Are You In Your Write Mind?

You carved time out of your day to write. Precious time. You plopped your derriere into your ergonomically correct chair. Your hands are poised over the keyboard, and your mind . . . your mind . . . . Where is your mind?

Are you preoccupied? Overwhelmed by all the things you should be doing? Is your mind juggling a dozen double-edged swords trailing tags of “Do This Now or Else?”

Or did you open the door to your mind and find no one home?

The clock is ticking, which royally ticks you off. Time’s passing at mach-speed and you have nothing. You begin reviewing the scene from yesterday. You’re in charge. But do you allow that quick revision to get interrupted with life distractions? Does the revision last hours as you go in and out of your writing zone? Do you end up performing “Open Scene Surgery” as life threatening to your scene as a quadruple by-pass?

Get a grip! Follow these steps to learn how to access your WRITE mind and develop habits that work for you, not against you:

Clear Your Mind

Are you Type A or Type B? Do you need to “Do” or “Be” before your write? Type A’s have a strong need to run around “doing,” crossing a dozen items off their lists. Following a pre-writing plan addresses their control needs.

Pre-writing prep: Make To Do Now and To Do Later lists. Categorize your items as Mental, Emotional, or Physical. You’ve got thirty minutes to address these tasks.

Mentally: What MUST you tackle before writing? Set your timer. Do what you can in the short time allotted. Time’s up? Put it on the To Do Later list.

Emotionally: What’s bugging you? What’s likely to gnaw on your vulnerabilities until you’re tempted to sabotage the writing session? Can you address it in less than ten minutes? Do it. If not, list it.

Physically: Ah, the final prep before writing.

1. Fix something to drink--a yogurt smoothie? Chai? Coffee? Grab your water bottles too.

2. Spiffy your writing area, eradicating or straightening the visual clutter in less than a minute. Stash things in a box if needed.

3. Move your body and prep your mind: stretch, roll those shoulders, run the stairs five times, then put on a classical CD or pop in the ear plugs.

Type B’s need to “Be” in tune with themselves. They may choose to take a walk or sit on the porch for thirty minutes. Thinking. Or not thinking. They clear their minds of the everyday mush and grime.

Be mindful of how you prepare for a successful writing session. Harlan Coben writes in Starbucks—-he craves activity around him. Stephen King prefers to write in total solitude, but he’ll jot notes anywhere.

Be Your Own Therapist

Writers set themselves up every time they sit down to write. They set themselves up for success . . . or failure. If you’ve been unsuccessful meeting your writing goals, be your own therapist.

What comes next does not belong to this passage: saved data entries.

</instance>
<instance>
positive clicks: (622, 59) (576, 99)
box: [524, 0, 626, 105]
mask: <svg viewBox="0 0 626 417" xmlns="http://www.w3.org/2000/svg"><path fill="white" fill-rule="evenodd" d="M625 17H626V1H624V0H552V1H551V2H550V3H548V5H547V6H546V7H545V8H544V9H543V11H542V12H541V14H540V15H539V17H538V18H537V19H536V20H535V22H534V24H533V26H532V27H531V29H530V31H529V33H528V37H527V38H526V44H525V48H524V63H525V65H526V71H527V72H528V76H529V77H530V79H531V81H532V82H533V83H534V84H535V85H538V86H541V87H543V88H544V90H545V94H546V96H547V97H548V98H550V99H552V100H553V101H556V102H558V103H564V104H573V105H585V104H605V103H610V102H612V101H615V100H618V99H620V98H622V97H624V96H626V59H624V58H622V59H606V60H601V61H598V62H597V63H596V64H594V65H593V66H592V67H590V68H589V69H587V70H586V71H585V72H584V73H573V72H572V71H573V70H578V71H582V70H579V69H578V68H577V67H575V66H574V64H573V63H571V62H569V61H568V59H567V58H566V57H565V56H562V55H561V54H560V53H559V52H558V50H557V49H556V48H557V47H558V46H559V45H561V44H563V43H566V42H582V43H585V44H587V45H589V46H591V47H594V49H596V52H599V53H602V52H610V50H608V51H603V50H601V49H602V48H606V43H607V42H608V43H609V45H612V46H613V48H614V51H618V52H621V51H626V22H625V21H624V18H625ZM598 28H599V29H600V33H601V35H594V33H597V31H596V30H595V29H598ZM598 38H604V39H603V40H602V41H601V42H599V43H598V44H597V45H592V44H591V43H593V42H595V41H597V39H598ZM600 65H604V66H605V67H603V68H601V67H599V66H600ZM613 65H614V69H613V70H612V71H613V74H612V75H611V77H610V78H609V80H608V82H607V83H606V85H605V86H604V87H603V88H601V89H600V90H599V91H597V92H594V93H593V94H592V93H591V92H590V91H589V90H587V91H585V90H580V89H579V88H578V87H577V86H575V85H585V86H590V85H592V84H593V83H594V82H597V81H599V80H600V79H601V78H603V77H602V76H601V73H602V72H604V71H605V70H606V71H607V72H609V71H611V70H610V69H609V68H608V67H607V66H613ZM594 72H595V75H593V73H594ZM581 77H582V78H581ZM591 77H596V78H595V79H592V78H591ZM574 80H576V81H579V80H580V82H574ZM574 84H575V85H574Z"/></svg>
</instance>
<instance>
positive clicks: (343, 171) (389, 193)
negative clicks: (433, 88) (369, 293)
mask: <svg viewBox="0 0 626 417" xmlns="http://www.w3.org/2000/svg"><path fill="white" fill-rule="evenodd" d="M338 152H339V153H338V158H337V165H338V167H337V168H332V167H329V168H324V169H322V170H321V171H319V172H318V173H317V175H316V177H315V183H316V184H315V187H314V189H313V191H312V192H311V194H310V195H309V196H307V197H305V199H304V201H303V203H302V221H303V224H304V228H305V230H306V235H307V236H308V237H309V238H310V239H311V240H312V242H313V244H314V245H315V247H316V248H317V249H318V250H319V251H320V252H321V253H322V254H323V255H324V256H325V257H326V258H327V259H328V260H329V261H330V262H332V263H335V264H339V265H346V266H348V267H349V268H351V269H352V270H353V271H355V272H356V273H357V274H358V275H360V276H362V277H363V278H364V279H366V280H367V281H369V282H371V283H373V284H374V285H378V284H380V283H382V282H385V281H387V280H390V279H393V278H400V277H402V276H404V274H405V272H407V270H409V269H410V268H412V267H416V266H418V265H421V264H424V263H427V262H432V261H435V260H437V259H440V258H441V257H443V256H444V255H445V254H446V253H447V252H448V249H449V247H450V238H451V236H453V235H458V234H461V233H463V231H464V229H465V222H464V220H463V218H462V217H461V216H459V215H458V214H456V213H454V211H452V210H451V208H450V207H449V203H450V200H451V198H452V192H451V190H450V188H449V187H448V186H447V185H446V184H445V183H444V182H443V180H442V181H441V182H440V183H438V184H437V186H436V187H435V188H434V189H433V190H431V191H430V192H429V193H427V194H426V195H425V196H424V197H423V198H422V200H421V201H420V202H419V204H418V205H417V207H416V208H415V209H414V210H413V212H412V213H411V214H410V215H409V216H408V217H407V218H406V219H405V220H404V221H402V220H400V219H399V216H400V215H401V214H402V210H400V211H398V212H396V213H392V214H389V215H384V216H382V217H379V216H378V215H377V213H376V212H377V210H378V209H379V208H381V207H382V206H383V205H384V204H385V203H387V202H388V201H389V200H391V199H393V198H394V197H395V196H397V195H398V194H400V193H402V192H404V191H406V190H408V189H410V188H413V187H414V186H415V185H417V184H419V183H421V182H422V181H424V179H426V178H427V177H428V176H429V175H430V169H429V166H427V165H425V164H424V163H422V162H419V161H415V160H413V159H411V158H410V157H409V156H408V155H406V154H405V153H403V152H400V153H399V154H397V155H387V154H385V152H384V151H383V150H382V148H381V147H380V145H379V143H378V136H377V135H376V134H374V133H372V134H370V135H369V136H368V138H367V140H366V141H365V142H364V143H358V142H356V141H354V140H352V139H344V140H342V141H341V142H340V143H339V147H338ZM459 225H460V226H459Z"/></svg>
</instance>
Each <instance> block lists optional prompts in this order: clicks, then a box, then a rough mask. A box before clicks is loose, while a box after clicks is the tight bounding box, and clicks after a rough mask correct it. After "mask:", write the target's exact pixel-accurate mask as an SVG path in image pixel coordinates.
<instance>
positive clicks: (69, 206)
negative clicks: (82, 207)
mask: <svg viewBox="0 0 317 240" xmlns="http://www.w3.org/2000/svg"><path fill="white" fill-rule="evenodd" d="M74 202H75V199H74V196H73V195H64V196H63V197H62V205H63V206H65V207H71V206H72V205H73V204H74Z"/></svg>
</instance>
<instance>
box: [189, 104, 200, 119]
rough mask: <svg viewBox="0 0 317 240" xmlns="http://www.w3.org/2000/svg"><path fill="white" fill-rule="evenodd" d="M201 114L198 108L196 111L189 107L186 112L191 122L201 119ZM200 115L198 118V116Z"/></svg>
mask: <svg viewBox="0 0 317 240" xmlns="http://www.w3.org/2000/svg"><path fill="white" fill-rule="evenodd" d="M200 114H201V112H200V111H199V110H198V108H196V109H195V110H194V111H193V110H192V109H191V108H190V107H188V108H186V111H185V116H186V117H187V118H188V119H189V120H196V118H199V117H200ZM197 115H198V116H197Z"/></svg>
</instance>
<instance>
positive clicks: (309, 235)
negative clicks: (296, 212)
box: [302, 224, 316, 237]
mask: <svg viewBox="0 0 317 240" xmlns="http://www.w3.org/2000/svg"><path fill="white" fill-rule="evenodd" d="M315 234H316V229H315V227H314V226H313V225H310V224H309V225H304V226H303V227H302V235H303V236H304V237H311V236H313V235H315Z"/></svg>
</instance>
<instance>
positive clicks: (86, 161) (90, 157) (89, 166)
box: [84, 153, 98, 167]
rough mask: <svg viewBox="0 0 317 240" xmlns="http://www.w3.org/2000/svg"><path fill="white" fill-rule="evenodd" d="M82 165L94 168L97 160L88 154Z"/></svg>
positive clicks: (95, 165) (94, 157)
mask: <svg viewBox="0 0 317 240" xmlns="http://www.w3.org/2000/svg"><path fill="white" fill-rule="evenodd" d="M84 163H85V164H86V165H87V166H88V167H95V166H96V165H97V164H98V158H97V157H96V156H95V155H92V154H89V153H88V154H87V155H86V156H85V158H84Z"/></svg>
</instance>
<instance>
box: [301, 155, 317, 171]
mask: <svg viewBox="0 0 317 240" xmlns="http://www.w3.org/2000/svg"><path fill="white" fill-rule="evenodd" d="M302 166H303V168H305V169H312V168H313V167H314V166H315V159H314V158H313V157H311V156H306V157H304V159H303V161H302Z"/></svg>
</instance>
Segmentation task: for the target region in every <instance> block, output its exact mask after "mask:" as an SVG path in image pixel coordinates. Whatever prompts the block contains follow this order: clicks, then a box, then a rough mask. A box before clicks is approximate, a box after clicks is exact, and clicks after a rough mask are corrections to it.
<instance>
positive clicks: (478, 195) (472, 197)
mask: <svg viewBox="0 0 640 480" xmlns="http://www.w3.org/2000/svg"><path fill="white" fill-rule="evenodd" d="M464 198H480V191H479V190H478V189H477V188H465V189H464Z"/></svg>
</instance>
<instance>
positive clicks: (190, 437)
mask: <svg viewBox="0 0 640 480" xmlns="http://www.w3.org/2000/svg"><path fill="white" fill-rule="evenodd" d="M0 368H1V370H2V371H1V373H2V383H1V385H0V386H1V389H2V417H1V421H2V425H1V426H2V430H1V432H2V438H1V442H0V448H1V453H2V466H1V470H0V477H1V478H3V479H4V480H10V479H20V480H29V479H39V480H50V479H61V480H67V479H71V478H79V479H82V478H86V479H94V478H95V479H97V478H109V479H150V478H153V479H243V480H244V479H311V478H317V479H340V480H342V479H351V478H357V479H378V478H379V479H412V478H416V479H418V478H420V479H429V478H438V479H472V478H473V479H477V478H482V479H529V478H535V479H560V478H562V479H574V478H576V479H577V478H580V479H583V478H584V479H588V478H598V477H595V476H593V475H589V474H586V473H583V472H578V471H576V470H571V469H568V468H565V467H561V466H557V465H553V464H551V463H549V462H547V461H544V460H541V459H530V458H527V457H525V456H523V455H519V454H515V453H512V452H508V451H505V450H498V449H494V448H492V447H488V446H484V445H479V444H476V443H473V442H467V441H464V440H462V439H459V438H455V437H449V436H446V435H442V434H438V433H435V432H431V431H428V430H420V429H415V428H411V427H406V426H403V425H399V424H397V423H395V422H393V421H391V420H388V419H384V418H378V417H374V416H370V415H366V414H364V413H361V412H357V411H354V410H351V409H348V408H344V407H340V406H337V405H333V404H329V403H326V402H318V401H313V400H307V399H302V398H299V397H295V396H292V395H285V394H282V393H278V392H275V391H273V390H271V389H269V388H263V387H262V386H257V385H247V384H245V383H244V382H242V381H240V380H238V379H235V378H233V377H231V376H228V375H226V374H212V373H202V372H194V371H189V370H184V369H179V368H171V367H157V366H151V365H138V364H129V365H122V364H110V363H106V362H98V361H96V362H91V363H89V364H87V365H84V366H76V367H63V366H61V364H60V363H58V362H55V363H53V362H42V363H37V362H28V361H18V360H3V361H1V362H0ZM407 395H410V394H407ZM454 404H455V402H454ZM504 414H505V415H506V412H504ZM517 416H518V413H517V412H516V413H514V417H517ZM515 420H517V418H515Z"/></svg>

As a psychotherapist, I know that half the people in therapy know exactly what they need to do differently to feel better, fix their problem, or have success in life. They may have deeper psychological issues that preclude follow through, but they know what they SHOULD do.

You know what would contribute to a more successful writing session for you. Do you do these things or continue falling into counterproductive behavior? Do you repeat the exact behaviors that block success? Try something different or resurrect behavioral patterns that worked in the past and tweak them to fit the person you are now.

Create Your Formula for Success

Step 1: Make a list of what you need to do to prepare for a successful writing session. List twenty-five items. No cheating. Twenty-five. You can do this. Include every little thing from an apple to Zoloft.

Get creative. Be reality-based and off-the-wall. Remove phones from your writing room. Hang a “Do Not Disturb” sign even if no one’s home. Do a three-minute headstand. Make a poster that says “Have you met your goals today?” Place the poster in front of the door. Don’t move the poster until you’ve met those goals. You get the idea. Secure your ingenious ideas on paper before they take flight.

Step 2: Highlight the ten items you think will work best. Do them every time. Do the others when you need a boost.

Step 3: Follow through with your formula for success twenty-seven times in a row. You’re creating a new habit--one that will drive you toward your goals.

Down the Road

Imagine being interviewed by Matt Lauer on the Today show. He’s leaning forward, his intense gaze locked on yours. He asks, “What contributed to your writing success?”

Your thoughts scramble. What should you say? Your agent? Your editor? Your spouse? The years you struggled writing dross, learning the craft of writing, learning how to tell a great story?

What it comes down to is freeing yourself from the tethers of your everyday life and reveling in the world of your imagination. Give your talent a chance to shine. Down the road you may be sitting across from Matt Lauer promoting your latest book. Learn how to make each writing session productive and rewarding. Be sure that every time you sit down to write that you are in your “write mind.”